DirecTV spokesman Robert Mercer said the company will seek damages up to $100,000 for each violation.

Indevideo's Williams said he had an agreement with DirecTV that spelled out how the signal was to be used. He added that he was up to date in paying his bill to DirecTV.

"They (DirecTV officials) were the ones that authorized the receivers," he said. "If they thought it was going to be used illegally, they had the option of turning them off at any time."

He said the FBI raids probably will permanently put his company out of business regardless of the outcome of the legal case.

"Customers want their TV service, and if it's interrupted, they will go elsewhere," he said. "The investigation completely puts you on your knees. They took all of our receivers. That's the verdict. I've already been found guilty."

He said he will seek permission to resume operations when he speaks to FBI investigators Friday.
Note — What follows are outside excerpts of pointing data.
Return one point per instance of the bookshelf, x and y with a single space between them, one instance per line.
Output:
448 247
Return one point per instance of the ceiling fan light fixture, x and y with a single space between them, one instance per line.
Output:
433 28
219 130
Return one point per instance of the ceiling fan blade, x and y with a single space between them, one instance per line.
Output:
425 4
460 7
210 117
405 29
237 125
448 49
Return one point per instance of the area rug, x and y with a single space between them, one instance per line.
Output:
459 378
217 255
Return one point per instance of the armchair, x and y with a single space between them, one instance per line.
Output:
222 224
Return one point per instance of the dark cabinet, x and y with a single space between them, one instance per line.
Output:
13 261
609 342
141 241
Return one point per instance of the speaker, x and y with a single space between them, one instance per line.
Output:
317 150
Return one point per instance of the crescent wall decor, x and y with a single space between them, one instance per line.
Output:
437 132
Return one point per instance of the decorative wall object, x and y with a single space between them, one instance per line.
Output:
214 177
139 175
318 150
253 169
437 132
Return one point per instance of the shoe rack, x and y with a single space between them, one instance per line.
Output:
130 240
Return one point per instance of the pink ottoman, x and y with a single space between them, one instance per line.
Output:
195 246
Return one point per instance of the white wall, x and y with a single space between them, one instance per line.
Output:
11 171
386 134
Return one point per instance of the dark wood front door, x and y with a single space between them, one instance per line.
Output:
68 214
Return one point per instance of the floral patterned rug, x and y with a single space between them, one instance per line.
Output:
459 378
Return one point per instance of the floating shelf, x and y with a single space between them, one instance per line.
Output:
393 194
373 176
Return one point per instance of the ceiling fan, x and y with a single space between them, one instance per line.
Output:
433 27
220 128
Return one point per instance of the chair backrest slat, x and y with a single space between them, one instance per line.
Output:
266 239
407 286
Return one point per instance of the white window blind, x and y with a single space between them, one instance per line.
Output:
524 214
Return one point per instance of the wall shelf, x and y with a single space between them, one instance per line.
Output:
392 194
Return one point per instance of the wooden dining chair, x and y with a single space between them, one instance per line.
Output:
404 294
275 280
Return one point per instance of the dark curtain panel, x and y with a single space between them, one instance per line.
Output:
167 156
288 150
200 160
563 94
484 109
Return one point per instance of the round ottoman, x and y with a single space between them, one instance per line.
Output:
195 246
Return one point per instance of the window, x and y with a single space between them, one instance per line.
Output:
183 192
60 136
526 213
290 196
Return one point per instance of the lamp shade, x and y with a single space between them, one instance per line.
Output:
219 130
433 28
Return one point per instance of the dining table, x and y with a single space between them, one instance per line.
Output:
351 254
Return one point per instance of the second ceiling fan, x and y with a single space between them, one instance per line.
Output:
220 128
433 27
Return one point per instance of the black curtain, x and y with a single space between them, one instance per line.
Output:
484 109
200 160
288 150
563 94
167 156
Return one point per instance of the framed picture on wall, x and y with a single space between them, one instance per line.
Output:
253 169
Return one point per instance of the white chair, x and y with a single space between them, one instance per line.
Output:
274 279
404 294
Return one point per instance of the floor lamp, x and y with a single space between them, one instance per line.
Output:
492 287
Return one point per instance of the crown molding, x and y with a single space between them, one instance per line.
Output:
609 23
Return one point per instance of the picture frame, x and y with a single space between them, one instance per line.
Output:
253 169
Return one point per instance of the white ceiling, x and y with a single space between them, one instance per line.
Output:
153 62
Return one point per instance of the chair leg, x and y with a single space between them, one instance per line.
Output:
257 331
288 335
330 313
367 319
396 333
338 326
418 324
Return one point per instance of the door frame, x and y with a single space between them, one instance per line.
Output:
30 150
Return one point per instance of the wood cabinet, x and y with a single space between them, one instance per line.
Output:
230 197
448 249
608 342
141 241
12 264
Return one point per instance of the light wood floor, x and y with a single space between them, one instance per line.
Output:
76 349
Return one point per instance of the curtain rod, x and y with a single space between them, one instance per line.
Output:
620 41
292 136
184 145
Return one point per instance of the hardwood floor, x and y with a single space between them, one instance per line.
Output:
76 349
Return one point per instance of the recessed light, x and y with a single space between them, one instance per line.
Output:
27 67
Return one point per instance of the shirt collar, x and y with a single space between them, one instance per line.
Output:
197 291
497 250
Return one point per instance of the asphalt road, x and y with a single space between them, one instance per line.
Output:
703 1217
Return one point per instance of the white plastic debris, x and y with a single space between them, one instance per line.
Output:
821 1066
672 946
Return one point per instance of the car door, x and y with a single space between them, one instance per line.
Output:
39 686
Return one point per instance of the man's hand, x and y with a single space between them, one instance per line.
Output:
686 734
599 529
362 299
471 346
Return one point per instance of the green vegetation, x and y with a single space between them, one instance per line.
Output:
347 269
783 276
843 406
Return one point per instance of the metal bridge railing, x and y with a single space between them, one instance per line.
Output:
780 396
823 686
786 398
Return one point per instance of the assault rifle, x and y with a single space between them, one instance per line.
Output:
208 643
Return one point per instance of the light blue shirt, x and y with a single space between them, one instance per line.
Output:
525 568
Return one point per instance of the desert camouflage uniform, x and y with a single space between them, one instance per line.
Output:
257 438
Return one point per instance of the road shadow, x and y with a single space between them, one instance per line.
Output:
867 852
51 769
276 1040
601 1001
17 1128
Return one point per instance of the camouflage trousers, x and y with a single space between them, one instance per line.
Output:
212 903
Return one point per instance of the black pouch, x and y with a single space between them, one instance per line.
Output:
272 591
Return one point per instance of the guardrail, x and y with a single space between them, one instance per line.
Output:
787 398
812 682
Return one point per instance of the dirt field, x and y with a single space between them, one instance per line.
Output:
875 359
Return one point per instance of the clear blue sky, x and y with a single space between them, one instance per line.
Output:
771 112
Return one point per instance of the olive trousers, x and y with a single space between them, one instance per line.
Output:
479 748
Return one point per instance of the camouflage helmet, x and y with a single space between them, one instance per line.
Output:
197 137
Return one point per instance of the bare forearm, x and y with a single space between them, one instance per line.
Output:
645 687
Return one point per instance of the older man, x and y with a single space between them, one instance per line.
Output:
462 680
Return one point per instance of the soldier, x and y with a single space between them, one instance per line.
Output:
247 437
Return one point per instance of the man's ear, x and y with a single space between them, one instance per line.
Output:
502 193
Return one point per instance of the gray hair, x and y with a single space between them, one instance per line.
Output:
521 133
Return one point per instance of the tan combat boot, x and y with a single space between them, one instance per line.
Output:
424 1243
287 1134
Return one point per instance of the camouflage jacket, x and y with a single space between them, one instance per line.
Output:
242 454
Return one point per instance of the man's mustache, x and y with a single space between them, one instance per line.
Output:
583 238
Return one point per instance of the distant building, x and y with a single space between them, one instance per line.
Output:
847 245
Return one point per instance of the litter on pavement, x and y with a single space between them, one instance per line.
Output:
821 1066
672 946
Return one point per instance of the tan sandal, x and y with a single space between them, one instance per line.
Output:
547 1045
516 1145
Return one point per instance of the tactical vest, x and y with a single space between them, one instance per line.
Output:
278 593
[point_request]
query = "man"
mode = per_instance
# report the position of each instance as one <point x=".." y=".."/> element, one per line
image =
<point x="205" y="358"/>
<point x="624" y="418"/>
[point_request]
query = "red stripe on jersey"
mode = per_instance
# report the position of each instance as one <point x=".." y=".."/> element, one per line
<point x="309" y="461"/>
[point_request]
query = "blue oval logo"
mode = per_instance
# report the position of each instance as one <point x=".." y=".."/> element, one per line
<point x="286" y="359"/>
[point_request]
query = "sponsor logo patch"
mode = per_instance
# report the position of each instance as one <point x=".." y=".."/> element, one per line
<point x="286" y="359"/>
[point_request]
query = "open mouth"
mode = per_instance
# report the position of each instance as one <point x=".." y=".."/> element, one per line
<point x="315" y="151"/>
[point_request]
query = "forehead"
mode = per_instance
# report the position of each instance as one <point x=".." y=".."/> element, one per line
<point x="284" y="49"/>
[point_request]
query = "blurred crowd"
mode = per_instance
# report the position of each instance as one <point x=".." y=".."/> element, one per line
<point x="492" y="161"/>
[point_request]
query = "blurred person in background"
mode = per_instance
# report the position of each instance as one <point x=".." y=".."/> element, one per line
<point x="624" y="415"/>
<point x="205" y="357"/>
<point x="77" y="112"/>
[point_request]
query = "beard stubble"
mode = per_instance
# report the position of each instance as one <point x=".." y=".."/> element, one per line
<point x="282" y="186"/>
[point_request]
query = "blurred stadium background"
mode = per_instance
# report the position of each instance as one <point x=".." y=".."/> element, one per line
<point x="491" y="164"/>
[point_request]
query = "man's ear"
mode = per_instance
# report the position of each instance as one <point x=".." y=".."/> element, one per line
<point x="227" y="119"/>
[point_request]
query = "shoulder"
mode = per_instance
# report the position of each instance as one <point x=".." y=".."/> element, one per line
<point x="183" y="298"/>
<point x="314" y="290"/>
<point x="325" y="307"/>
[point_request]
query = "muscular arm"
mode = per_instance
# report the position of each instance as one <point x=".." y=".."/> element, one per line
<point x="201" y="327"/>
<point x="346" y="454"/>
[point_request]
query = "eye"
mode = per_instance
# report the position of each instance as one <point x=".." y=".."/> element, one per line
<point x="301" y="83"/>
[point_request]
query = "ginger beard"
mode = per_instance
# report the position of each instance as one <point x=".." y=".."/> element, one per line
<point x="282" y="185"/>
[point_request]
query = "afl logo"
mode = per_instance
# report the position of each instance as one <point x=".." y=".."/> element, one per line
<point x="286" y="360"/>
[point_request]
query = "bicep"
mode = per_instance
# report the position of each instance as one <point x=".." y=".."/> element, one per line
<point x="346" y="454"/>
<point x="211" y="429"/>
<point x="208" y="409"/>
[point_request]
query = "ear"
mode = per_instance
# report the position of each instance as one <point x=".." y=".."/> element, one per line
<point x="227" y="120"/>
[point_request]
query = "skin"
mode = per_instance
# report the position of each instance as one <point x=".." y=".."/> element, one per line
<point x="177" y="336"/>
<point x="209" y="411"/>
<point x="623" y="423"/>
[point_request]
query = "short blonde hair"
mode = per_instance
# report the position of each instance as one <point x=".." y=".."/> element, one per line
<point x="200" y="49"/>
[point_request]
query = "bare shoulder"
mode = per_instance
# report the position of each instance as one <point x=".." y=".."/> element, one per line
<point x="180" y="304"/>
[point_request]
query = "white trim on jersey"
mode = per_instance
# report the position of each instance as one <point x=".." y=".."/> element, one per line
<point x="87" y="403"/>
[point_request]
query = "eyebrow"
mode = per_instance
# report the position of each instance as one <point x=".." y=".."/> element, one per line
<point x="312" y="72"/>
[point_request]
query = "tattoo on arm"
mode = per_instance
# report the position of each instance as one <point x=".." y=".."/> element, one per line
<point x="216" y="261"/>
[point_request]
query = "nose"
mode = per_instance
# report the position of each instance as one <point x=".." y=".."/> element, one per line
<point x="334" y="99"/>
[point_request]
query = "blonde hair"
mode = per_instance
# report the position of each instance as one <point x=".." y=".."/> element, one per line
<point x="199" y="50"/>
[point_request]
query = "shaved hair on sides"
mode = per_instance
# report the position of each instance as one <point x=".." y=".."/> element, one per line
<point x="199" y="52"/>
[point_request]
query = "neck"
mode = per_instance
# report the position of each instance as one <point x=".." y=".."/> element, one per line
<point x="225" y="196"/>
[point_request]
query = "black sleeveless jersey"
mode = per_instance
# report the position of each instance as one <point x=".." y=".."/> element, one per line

But he added he's not optimistic.

"With the amount of papers and computers they took out of our office, I cannot imagine them looking at all of it by (Friday)," he said.

Indevideo, which was formerly headquartered in Mesa, serves about 500 customers at the Grand Canyon, Tuba City and Spring Valley.

Eagle West's McKay also doubted his company will ever be able to resume service. As customers entered his office Thursday, we was advising them to seek other TV program providers.

"We're in a controlled close-down right now," he said.

Eagle West served several thousand cable TV customers in Mesa and rural communities of Arizona.

"We would like to apologize to our customers," he said. "We have had loyal customers, and we are sorry we couldn't continue providing service to them."